Jati’s story reflects something profound: that many of the most urgent changes we need begin in ways that feel small, slow, and uncertain. But they matter deeply.
“Before, there were no rules about our forest. No training, no planting, no protection,” Jati explains. “We didn’t even have the documents that said the community could manage our forest together. It was just there. And then, it wasn’t.”
So when he joined a Purpose Group with Plant With Purpose, it wasn’t about getting something quickly. It was about learning how to reclaim what had been forgotten.
“We started to learn about reforestation, making check dams to store water, and planting trees together. We were trained to see the forest as something we could bring back.”
The first time they built a check dam, it felt uncertain. Would it help? Would it hold during the rains? Would the trees survive?
But when the rains came again, the check dam did its job.
Water stayed longer in the stream. The soil around it stopped eroding. The forest, once brown and brittle, began to breathe again.

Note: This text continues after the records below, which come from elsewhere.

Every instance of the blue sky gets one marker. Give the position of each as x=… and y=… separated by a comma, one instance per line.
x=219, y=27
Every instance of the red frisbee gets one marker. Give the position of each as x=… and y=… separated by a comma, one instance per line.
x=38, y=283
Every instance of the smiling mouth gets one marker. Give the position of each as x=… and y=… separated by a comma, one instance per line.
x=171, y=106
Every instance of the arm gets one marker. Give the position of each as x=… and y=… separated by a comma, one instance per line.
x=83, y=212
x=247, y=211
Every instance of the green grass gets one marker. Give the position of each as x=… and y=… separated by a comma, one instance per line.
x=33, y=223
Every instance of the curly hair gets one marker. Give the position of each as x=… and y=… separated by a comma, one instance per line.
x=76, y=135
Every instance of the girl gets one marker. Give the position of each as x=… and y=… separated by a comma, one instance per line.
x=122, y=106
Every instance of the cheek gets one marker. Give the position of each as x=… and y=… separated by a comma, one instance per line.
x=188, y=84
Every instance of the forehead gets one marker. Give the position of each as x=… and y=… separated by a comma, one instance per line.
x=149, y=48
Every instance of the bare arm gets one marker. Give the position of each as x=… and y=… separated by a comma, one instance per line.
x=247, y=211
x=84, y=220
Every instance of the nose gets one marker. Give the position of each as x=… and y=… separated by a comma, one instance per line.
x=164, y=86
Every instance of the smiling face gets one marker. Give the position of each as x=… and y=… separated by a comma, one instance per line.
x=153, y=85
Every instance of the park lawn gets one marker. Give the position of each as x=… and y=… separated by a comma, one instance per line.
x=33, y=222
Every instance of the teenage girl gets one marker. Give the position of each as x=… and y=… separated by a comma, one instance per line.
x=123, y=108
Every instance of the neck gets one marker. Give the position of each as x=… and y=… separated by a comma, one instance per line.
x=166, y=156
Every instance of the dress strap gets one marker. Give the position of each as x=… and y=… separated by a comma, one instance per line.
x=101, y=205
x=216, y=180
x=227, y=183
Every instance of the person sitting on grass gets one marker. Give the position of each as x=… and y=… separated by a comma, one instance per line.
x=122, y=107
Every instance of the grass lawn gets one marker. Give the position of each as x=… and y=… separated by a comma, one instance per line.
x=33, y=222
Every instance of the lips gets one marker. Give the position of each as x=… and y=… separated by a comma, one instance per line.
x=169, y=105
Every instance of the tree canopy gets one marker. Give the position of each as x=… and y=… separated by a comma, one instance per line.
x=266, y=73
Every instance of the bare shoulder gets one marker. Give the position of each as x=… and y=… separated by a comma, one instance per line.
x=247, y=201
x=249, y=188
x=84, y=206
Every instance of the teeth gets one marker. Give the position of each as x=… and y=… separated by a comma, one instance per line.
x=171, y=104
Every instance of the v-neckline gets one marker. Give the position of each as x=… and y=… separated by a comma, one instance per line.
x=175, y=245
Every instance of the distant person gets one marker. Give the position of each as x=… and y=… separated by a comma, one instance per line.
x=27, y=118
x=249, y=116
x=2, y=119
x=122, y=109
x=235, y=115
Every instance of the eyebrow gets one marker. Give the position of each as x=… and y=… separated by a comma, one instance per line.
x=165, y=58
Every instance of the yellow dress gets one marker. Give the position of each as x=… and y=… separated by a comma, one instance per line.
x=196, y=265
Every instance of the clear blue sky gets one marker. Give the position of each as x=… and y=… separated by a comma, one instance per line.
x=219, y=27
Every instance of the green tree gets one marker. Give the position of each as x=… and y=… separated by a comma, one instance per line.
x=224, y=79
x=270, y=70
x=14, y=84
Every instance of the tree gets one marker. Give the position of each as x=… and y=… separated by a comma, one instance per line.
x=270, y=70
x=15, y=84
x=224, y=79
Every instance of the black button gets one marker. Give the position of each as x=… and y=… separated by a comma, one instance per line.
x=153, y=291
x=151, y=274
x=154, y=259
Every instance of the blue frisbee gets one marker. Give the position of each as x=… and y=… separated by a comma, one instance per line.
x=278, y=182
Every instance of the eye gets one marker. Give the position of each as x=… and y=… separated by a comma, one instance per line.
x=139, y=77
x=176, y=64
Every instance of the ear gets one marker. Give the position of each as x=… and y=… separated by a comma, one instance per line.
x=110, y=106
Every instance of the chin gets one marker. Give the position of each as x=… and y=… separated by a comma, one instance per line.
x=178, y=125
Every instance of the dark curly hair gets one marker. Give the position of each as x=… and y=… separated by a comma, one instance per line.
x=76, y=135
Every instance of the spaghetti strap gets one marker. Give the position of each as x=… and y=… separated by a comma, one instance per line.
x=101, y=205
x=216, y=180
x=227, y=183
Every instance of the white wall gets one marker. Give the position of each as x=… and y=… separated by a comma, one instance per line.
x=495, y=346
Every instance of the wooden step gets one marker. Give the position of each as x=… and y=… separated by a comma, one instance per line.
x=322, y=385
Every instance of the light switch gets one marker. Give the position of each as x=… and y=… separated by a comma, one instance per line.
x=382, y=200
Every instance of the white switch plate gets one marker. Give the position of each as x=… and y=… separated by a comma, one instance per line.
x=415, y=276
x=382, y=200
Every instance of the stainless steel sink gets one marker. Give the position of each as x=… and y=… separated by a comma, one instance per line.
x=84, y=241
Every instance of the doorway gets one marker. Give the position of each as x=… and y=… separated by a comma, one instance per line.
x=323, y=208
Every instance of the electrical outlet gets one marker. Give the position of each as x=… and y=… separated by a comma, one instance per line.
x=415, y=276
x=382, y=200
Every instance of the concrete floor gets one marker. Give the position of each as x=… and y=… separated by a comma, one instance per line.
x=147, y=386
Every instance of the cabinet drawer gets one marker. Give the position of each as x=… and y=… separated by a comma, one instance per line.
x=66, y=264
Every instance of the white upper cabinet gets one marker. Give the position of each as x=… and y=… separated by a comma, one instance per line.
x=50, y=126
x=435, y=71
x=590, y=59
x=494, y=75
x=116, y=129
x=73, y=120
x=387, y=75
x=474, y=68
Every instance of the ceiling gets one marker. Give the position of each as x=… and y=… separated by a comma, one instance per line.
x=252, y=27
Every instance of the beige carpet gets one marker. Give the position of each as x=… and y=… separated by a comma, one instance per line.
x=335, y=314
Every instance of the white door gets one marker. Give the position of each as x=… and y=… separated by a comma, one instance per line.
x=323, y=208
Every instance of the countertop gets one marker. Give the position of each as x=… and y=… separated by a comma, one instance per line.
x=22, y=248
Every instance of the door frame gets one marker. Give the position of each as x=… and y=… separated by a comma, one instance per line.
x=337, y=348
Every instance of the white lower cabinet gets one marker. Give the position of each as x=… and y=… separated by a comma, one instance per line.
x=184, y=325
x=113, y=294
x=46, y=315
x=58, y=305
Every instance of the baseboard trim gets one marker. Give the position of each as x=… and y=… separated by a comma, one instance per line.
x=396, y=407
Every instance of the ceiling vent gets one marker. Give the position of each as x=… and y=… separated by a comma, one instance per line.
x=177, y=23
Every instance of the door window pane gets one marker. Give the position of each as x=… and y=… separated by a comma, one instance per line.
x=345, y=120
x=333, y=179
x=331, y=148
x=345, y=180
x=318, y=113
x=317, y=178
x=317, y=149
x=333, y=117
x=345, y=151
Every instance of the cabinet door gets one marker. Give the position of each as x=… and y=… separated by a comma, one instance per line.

“It’s slow work,” Jati says. “But it gives me hope.”
Hope, for Jati, now has many forms.
It’s in the mango tree he planted for his grandchildren. It’s in the firebreaks his community builds together each dry season to stop wildfires. It’s in the new boundaries they’ve marked to protect their watershed.
“We have regulations now,” he says. “We map our forest. We know what belongs to the community. That’s new for us.”
What’s also new is a sense of unity.
“Before, we mostly kept to ourselves,” he says. “Agriculture was everyone’s focus, but there weren’t many times we gathered, not even to share ideas. Now, we come together often. We talk about saving, planting, and protecting. It’s changed how we see each other.”
The Purpose Group in his village is more than a financial tool. It’s a space of transformation.
“Saving helps with stability. But what’s even better is the trust we build. We rely on each other.”
Jati’s farming practices have changed too. “Before, I just planted maize. But every year, it was harder—costly to plant, and the soil got worse. Now I do agroforestry. I’ve added longan, rattan, and fan palm. My land is more fertile and less dependent on chemicals.”

Agroforestry, tree planting, and forest mapping aren’t glamorous. They’re slow, manual, often uncelebrated.
But they’re sacred, in their own way.
“My family believes in doing what’s good,” says Jati. “Taking care of nature is good. Since joining the project, we’ve seen it. When you care for the forest, it gives back.”
Climate change hasn’t spared Jati’s community.
“I’ve lived here my whole life. We never used to have floods like this year. The cassava, the mango—gone in one storm. Everything washed away.”
And yet, he’s not discouraged. Not completely.
“Because we are doing something. We’re restoring. We’re preparing.”
Jati believes that even the smallest actions matter, especially when done together. “One check dam doesn’t stop the drought. But it holds water. One tree doesn’t bring the forest back. But it starts something.”
He sees this clearly now, and wants the next generation to see it too.

“My hope is that our children grow up knowing how to take care of this land. That they feel proud of it. That they protect it even more than we have.”
When asked what he’s learned most, Jati doesn’t hesitate.
“I’ve learned that if we want to see big change, we have to start small. We have to wait. We have to work. That’s how the forest returns. That’s how the water returns. That’s how we grow.”
And that is how communities like Jati’s, supported by the generosity of Plant With Purpose’s partners, lead their own transformation—from the ground up.